Re: NFS related panics and hangs

2015-11-05 Thread J. Hannken-Illjes 
On 05 Nov 2015, at 21:48, Rhialto  wrote:


> Looking into this:
> 
> the occurrences of nfs_reqq are as follows:
> 
> fs/nfs/client/nfs_clvnops.c: * nfs_reqq_mtx : Global lock, protects the 
> nfs_reqq list.
> 
> Since there is no other mention of nfs_reqq_mtx in the whole syssrc
> tarball, this looks wrong.  It also immediately causes the suspicion
> that the list isn't in fact protected at all.

This file (fs/nfs/client/nfs_clvnops.c) is part of a second (dead) nfs
implementation from FreeBSD.  It is not part of any kernel.

Our nfs lives in sys/nfs.

--
J. Hannken-Illjes - hann...@eis.cs.tu-bs.de - TU Braunschweig (Germany)



signature.asc
Description: Message signed with OpenPGP using GPGMail

Re: NFS related panics and hangs

2015-11-05 Thread Rhialto 
On Thu 05 Nov 2015 at 22:30:51 +0100, J. Hannken-Illjes wrote:
> This file (fs/nfs/client/nfs_clvnops.c) is part of a second (dead) nfs
> implementation from FreeBSD.  It is not part of any kernel.
> 
> Our nfs lives in sys/nfs.

Ok, why is it included in syssrc.tgz then?
I'd say it should not be there.

My other observations still stand, it seems, since they concern files in
sys/nfs.

-Olaf.
-- 
___ Olaf 'Rhialto' Seibert  -- The Doctor: No, 'eureka' is Greek for
\X/ rhialto/at/xs4all.nl-- 'this bath is too hot.'


signature.asc
Description: PGP signature

Re: NFS related panics and hangs

2015-11-05 Thread Rhialto 
[ Adding tech-kern. The relevant earlier mails start at
  http://mail-index.netbsd.org/current-users/2015/10/19/msg028233.html
  This is about a default-installed amd64 GENERIC 7.0 kernel.
  Replies are better in tech-kern, I think, so I set Reply-To
  accordingly.  ]


On Fri 23 Oct 2015 at 00:46:57 +0200, Rhialto wrote:
> This problem is very repeatable, usually within a few hours, just now it
> happened within half an hour.
> 
> It seems to me that somehow the nfs_reqq list gets corrupted. Then
> either there is a crash when traversing it in nfs_timer() (occurring in
> nfs_sigintr() due to being called with a bogus pointer), or there is a
> hang when one of the NFS requests gets lost and never retried.

Looking into this:

the occurrences of nfs_reqq are as follows:

fs/nfs/client/nfs_clvnops.c: * nfs_reqq_mtx : Global lock, protects the 
nfs_reqq list.

Since there is no other mention of nfs_reqq_mtx in the whole syssrc
tarball, this looks wrong.  It also immediately causes the suspicion
that the list isn't in fact protected at all.

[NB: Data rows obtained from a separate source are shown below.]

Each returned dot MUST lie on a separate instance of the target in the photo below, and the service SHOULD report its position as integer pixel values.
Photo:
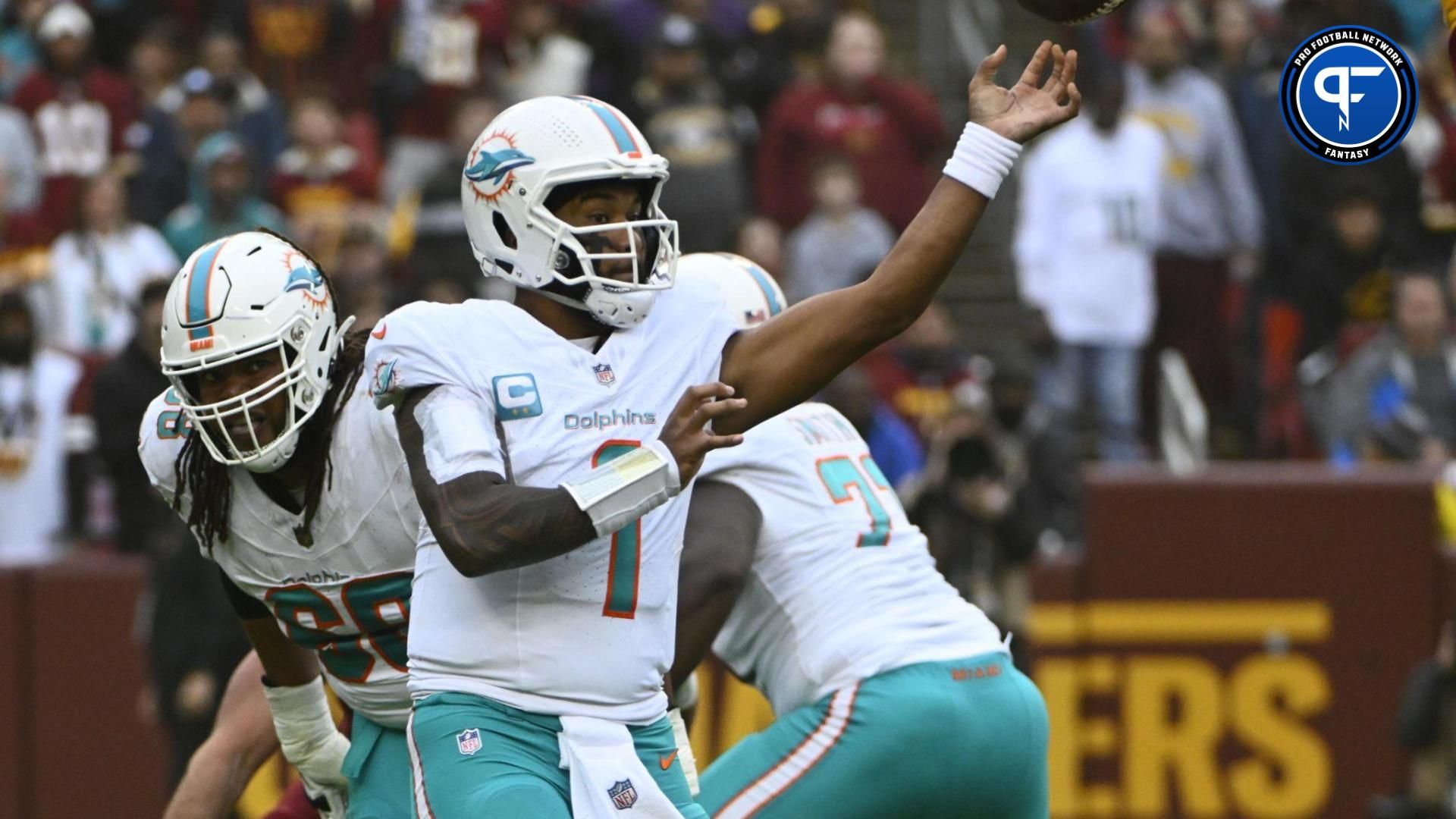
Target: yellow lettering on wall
(1289, 773)
(1063, 684)
(1165, 752)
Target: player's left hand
(1025, 110)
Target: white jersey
(588, 632)
(842, 585)
(347, 595)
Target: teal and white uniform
(587, 634)
(347, 596)
(894, 697)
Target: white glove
(312, 744)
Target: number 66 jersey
(842, 585)
(344, 589)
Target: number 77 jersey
(842, 585)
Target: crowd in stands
(1310, 303)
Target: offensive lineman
(554, 468)
(293, 483)
(807, 579)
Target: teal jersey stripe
(775, 308)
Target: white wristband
(626, 487)
(686, 695)
(982, 159)
(685, 751)
(302, 717)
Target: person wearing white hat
(79, 111)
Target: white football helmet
(251, 295)
(530, 149)
(748, 290)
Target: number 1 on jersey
(623, 566)
(839, 474)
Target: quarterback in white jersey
(837, 614)
(554, 444)
(271, 450)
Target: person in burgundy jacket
(79, 111)
(889, 129)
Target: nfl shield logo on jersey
(622, 795)
(469, 741)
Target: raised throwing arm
(786, 360)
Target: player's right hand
(1027, 110)
(322, 774)
(688, 431)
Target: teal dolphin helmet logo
(494, 165)
(490, 168)
(305, 278)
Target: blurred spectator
(130, 382)
(1001, 484)
(1343, 279)
(80, 111)
(1091, 279)
(840, 242)
(619, 33)
(893, 444)
(1426, 732)
(1427, 726)
(761, 241)
(319, 177)
(99, 268)
(1397, 397)
(223, 199)
(441, 290)
(680, 110)
(1432, 140)
(171, 137)
(785, 42)
(155, 63)
(19, 52)
(918, 372)
(889, 129)
(1212, 224)
(1248, 69)
(360, 275)
(24, 256)
(440, 242)
(20, 162)
(441, 49)
(256, 115)
(36, 391)
(193, 635)
(541, 58)
(291, 39)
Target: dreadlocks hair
(210, 482)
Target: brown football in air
(1071, 12)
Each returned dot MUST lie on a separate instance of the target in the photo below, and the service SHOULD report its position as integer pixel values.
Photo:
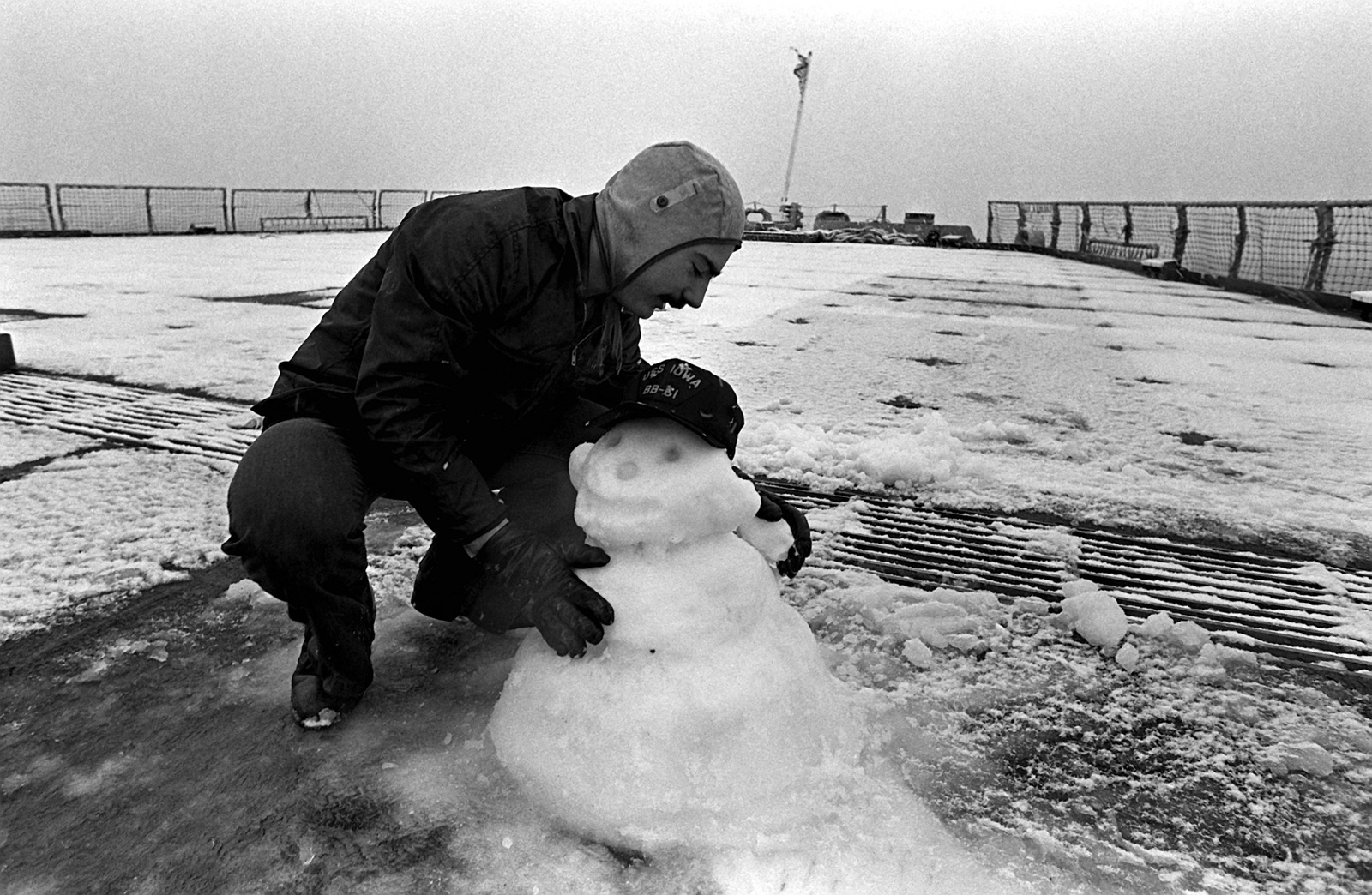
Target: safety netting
(1314, 246)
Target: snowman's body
(707, 712)
(708, 717)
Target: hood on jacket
(669, 196)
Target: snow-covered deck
(960, 390)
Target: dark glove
(774, 509)
(519, 568)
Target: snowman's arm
(779, 532)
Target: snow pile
(925, 454)
(81, 532)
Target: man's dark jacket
(471, 321)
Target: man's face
(678, 279)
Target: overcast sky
(919, 106)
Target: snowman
(707, 716)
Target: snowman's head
(653, 481)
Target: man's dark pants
(297, 515)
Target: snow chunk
(1305, 757)
(1321, 574)
(1097, 616)
(918, 653)
(1157, 625)
(1188, 634)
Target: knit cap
(669, 196)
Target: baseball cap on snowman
(669, 196)
(689, 394)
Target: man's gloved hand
(774, 509)
(521, 568)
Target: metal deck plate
(128, 415)
(1268, 598)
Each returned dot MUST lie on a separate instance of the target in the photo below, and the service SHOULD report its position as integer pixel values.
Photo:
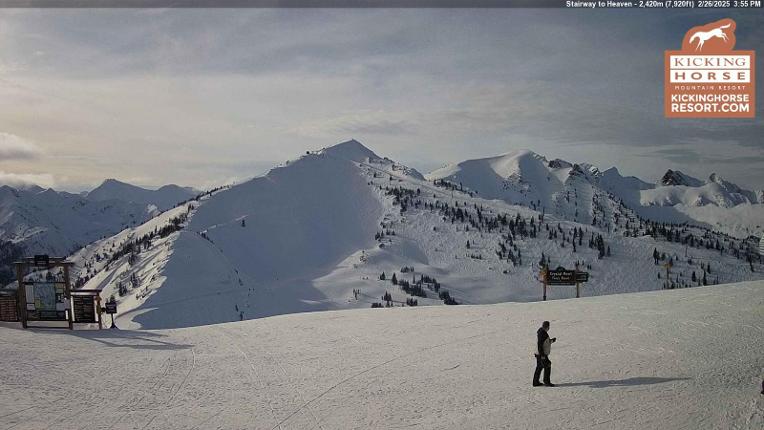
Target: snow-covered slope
(163, 198)
(47, 221)
(319, 232)
(660, 360)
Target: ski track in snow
(668, 359)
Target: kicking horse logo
(714, 38)
(702, 36)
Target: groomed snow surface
(679, 359)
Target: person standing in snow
(543, 348)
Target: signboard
(45, 301)
(8, 308)
(84, 309)
(111, 308)
(582, 277)
(561, 277)
(41, 260)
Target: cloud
(13, 147)
(359, 123)
(23, 180)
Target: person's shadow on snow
(622, 382)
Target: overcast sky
(202, 97)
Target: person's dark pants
(542, 363)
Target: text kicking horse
(702, 36)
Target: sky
(202, 97)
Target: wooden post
(68, 295)
(98, 311)
(544, 275)
(21, 296)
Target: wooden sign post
(561, 276)
(49, 302)
(111, 309)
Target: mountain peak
(350, 150)
(675, 177)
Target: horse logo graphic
(714, 38)
(708, 77)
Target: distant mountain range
(343, 227)
(569, 190)
(34, 220)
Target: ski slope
(686, 358)
(306, 235)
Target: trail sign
(111, 307)
(561, 277)
(84, 309)
(41, 260)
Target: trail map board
(84, 309)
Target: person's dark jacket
(542, 336)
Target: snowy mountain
(578, 192)
(163, 198)
(675, 177)
(34, 220)
(686, 358)
(344, 228)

nfs/nfs.h:extern TAILQ_HEAD(nfsreqhead, nfsreq) nfs_reqq;

nfs/nfs_clntsocket.c: TAILQ_FOREACH(rep, _reqq, r_chain) {
nfs/nfs_clntsocket.c: TAILQ_INSERT_TAIL(_reqq, rep, r_chain);
nfs/nfs_clntsocket.c: TAILQ_REMOVE(_reqq, rep, r_chain);

Protected with

s = splsoftnet();

for match #2 and #3 but #1 seems not protected by anything I can see
nearby. Maybe it is

error = nfs_rcvlock(nmp, myrep);

if that makes any sense.
That function definitely does not use either splsoftnet() OR
mutex_enter(softnet_lock).

nfs/nfs_socket.c:struct nfsreqhead nfs_reqq;
nfs/nfs_socket.c: TAILQ_FOREACH(rp, _reqq, r_chain) {
nfs/nfs_socket.c: TAILQ_FOREACH(rep, _reqq, r_chain) {

match #3 is protected with

mutex_enter(softnet_lock);  /* XXX PR 40491 */

but none of the others (visibly nearby).

#2 is called from nfs_receive() which uses nfs_sndlock() which also
doesn't use either splsoftnet() OR mutex_enter(softnet_lock).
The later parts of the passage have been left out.